Conditional Probability - Relativity Confusion

Question

This may be too basic and am just missing a big fundamental block in probability. Suppose there are 4 people in a family. Each one gets picked randomly everyday for doing dishes. Let's say one of them is Bill.

Observer 1:

He starts predicting from day one. Let B=1 be Bill getting picked up and 0 otherwise.

Day 1:

$p(B_1=0) = \dfrac{3}{4}$

Day 2 (and day 1):

$p(B_2=0, B_1=0) = \dfrac{3}{4}\dfrac{3}{4}$

Day n (and earlier days):

$p(B_n=0, B_{n-1}=0, \cdots ,B_1=0) = \Big(\dfrac{3}{4}\Big)^n \tag{1}$

Observer 2:

He just pops up on nth day and predicts the event. According to him then,

$p(B_1=0) = \Big(\dfrac{3}{4}\Big) \tag{2}$

where, for observer 2 its the first day, which was nth day for observer 1. The events are random every day. They are neither in any way depend on observer 1 or 2 , or to one another (that is, event happening on day k is independent of day (k-1)).

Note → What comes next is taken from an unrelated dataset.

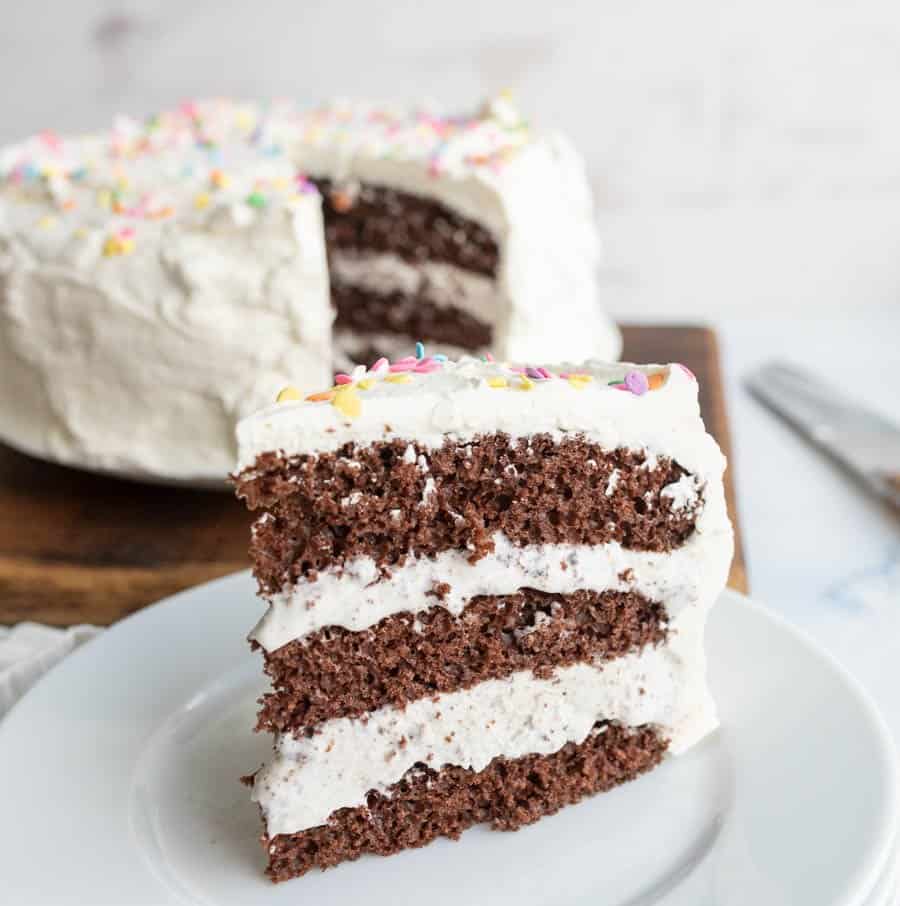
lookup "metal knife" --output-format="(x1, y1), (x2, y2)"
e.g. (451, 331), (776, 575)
(745, 362), (900, 511)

So both observers are right in their own way. Then, what is the correct probability for that day, for Bill not getting picked up? Or which is better and why?

Answer 1

It seems like the observers are actually answering a slightly different question than what you stated $B$ to be. For any given day, the probability that Bill isn't picked is always $\frac{3}{4}$. Observations of previous days do not matter.

It seems like the observers are answering this question: "Wow, Bill hasn't had to do the dishes at all! What is the probability of that happening?"

It makes perfect sense that the observers conclude different things. This is because they have different knowledge about what has happened. Let me try to make an analogy.

Let's say there is a geyser that very rarely erupts. On day, I see it erupt - a rare event. A minute later, my friend joins me and sees it erupt again - back to back eruptions are even more rare. My friend says "wow, that was a rare event we witnessed" and I say, "actually, it's rarer than you know!". There is difference because what we are referring to by "this event" are different. My friend is referring only to the eruption he saw, but I am referring to both eruptions.

In your example, Observer 1 has witness more things happening, so he concludes that the situation is more rare than Observer 2. To avoided this error, be careful about what exactly $B$ refers to. Try defining $B_i$ to be the probability that Bill is picked on day $i$ (and day $i$ only).

Answer 2

From what you wrote, each observer is stating the probability of the event he/she observed. And they're both correct, if we assume the random choice is uniformly and independently distributed.

-Observer 1 saw Bill not getting picked $n$ time in a row. -Observer 2 saw Bill not getting picked only once.

Conditional probability does not really come into play until now. However, there are two curious question that could be asked in such scenario:

1: If observer 1 tells observer 2 that he saw Bill not getting picked $n$ times in a row. And observer 2 sees Bill not getting picked up again, does he claim a different probability for the event he witnessed?

The answer is no because of the (assumed) independence of events. Which causes the conditional probability (that observer 2 states after being informed by observer 1) to be the same as the unconditional probability (when no prior information is given to observer 2). In equations:

Observer 1 claims: $$ P(B_{n}=0 \wedge B_{n-1}=0 \wedge \cdots \wedge B_1=0) = \prod_{k=1}^{n}P(B_k=0)= (3/4)^n $$

Observer 2 claims: $$ P(B_{n+1}=0|B_{k<n}=0)=P(B_{n+1}=0) = 3/4 $$

2: This one is much trickier. Assume the random choice was made by a 4-sided dice, which is not necessarily fair. Observer 1 estimated the probability of the possibly unfair dice picking Bill. Observer 2 used this estimated probability to claim the probability of the event he witnesses (Bill getting picked again), what is his claim?. In this case, since all observations yield Bill not getting picked, observer 2 would claim the probability was 1, not due to the conditioning of the probability, but rather because ditching the fairness assumption leads to a different model of the choice process.

Answer 3

You can add a bit more detail in the notation to help you understand. For example Instead of using B = 1, let's say $B_n = 1$ means on the nth day, Bill got picked.

Therefore from Observer 1 on day 1

$P(B_1 = 1) = \frac{1}{4}$

on day 2, the probability of bill got picked Both on day 1 and day 2 is

$P(B_2 = 1 ,B_1=1) =P(B_1=1)P(B_2=1) = \frac{1}{4}^2$ by your independence and identical distribution assumption

this result will be consistent across all the observers that observe this event in the 2nd day.

Because whether $B_n = 1$ does not depends on the observer, the above conclusion will not depend on observer either.